Append an entry; the axes changed field is what the merge step uses to find complementary parents (two that changed different axes beat two that both changed the architecture):

## Approach <N>: <short name>
- **move_type**: swing | merge
- **iter**: <N>
- **<metric>**: <value>  (status: keep | discard | crash)
- **axes changed**: architecture | initialization | data pipeline | optimizer | lr schedule | evaluation | objective | other
- **key ideas**: <what makes this approach distinct>
- **strengths** / **weaknesses** (from analysis): <what worked / what the analysis says is missing>
- **ablated?**: yes (which components isolated, what was found) / no
- **parents** (merge only): Approach X + Approach Y — axes taken from each

Ledger

<sandbox_root>/results.tsv, tab-separated, never commas in free text. Status ∈ {keep, discard, crash}; use 0.000000 for the metric on crashes. For branches, the first column is the 7-char commit instead of the iter number.
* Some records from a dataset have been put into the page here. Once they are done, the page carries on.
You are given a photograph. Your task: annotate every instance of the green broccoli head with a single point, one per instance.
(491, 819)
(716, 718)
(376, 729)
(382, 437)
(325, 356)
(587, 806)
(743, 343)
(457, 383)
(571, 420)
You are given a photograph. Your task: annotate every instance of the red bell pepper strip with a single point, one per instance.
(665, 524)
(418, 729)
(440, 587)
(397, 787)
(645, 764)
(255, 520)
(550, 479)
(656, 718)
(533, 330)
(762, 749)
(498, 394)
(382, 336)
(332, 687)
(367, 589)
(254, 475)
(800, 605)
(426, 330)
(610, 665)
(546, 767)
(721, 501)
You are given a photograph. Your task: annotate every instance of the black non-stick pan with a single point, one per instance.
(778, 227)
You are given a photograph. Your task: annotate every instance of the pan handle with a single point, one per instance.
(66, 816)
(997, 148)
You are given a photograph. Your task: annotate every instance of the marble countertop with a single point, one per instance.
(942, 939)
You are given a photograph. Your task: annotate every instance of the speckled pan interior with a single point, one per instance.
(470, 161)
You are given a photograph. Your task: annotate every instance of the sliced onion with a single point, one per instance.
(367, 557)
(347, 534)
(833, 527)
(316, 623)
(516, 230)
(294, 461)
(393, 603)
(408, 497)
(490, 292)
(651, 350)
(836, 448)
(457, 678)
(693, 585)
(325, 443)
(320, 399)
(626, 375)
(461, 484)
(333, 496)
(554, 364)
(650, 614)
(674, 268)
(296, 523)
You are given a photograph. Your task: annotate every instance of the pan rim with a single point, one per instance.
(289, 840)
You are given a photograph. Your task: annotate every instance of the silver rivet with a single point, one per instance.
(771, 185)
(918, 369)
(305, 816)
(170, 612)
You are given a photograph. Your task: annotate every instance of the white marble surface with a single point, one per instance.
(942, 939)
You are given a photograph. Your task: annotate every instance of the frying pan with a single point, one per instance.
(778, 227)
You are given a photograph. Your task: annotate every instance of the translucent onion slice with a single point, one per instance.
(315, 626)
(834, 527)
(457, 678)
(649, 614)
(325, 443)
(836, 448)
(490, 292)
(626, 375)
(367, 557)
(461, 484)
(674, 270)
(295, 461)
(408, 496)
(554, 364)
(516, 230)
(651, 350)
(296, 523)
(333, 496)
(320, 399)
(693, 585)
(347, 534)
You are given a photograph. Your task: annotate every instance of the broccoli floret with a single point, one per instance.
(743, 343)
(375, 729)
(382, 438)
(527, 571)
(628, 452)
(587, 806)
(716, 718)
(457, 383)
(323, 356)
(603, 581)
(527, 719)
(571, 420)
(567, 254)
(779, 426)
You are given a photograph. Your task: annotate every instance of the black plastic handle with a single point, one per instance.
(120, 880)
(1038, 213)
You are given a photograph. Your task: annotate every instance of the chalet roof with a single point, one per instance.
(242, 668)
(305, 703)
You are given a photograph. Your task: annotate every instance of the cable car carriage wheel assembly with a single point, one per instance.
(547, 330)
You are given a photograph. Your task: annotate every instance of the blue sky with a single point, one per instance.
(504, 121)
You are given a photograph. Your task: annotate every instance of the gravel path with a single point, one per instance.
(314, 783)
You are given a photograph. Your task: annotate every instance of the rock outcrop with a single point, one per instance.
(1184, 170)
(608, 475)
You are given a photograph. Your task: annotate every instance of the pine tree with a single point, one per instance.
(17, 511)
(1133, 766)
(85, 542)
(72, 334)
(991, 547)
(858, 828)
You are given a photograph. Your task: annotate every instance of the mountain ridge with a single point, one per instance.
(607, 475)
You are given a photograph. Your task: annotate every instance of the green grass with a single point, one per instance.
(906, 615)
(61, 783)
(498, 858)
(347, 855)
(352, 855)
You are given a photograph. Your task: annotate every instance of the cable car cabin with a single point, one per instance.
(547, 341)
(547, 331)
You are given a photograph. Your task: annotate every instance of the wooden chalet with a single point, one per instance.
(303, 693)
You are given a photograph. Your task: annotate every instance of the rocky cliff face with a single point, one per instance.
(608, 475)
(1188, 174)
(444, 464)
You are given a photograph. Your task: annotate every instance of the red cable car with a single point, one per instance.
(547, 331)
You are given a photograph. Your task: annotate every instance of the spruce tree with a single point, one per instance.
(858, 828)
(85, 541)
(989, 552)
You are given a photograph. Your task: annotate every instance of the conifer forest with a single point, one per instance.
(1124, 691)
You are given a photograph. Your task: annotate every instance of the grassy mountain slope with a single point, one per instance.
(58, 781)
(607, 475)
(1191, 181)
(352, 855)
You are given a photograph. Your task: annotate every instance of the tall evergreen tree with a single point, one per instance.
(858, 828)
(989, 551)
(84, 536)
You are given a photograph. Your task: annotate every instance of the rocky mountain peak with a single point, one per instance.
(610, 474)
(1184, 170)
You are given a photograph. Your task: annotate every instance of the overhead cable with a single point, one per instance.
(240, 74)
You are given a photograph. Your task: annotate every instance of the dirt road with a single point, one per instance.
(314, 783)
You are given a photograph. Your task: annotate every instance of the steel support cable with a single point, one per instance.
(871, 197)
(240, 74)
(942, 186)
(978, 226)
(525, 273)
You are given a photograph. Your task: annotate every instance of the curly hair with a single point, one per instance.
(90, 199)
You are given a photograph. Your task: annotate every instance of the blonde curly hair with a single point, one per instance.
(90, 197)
iter	<metric>	status	move_type	analysis_summary	description
1	0.6320	keep	swing	baseline; grad norms clean, no pathologies	baseline
2	0.5910	discard	swing	ResNet blocks; gradient flow good but overfit on 5 epochs	ResNet-style residual blocks
3	0.6890	keep	swing	MLP-Mixer; feature mixing effective, less overfit	MLP-Mixer token+channel mix
4	0.7120	keep	merge	Mixer channel-mix + ResNet skips; best of both	merge: Mixer + ResNet skips
5	0.7250	keep	exploit	train/val gap small; warmup helped stability	add 2-epoch LR warmup
6	0.7240	discard	exploit	no gain from dropout; val acc unchanged	add dropout 0.1
7	0.6800	discard	swing	forced pivot after stagnation guard; ViT too data-hungry	ViT patch-16 from scratch

approaches.md registry — one entry per swing/merge, format above. Example:

# Approach Registry
The merge step consults this file to find complementary approaches to combine.

## Approach 3: MLP-Mixer
- **move_type**: swing
- **iter**: 3
- **val_acc**: 0.6890  (status: keep)
- **axes changed**: architecture
- **key ideas**: token mixing + channel mixing, no convolutions
- **strengths**: less overfit than ResNet, fast per-epoch
- **weaknesses**: spatial locality not exploited; edges/textures underused
- **ablated?**: no

Report the best iteration (not necessarily the last) when summarising. Do not commit results.tsv or approaches.md — leave them untracked.

Constraints

• Only edit files in <editable_files> — confirm before every edit, because everything else is read-only ground truth and the eval harness defines <metric>.
• One change per iteration, so each metric delta is attributable to one move.
• The scheduler rules are hard constraints, not suggestions. When consecutive_exploit >= <stagnation_limit> you MUST choose swing or merge — exploit is unavailable regardless of what the analysis suggests; this guard is what prevents endless hill-climbing.
• Analysis is mandatory every iteration and must produce real files in iter<N>/results/; a move with no analysis behind it degrades the loop into blind iteration and starves the next decision.
• A swing must be fundamentally different from every prior swing; a merge must name what it takes from each parent — otherwise the registry and the breadth guarantee mean nothing.
• Do not install packages or add dependencies the project lacks; helper scripts stay stdlib-only.
• Always redirect training output to <run_log>; never use tee. The sandbox is self-contained — no ../ escapes.

Stops

This loop runs forever until the human interrupts it — do not pause to ask "should I continue?" or "is this a good stopping point?". The human may be away and expects autonomous work indefinitely. A working result is the start of the next iteration, not the end. If ideas run dry: re-read the in-scope files for missed angles, go deeper on the analysis (gradients/activations/embeddings/errors always surface something), combine previous near-misses from approaches.md, or take a more radical swing.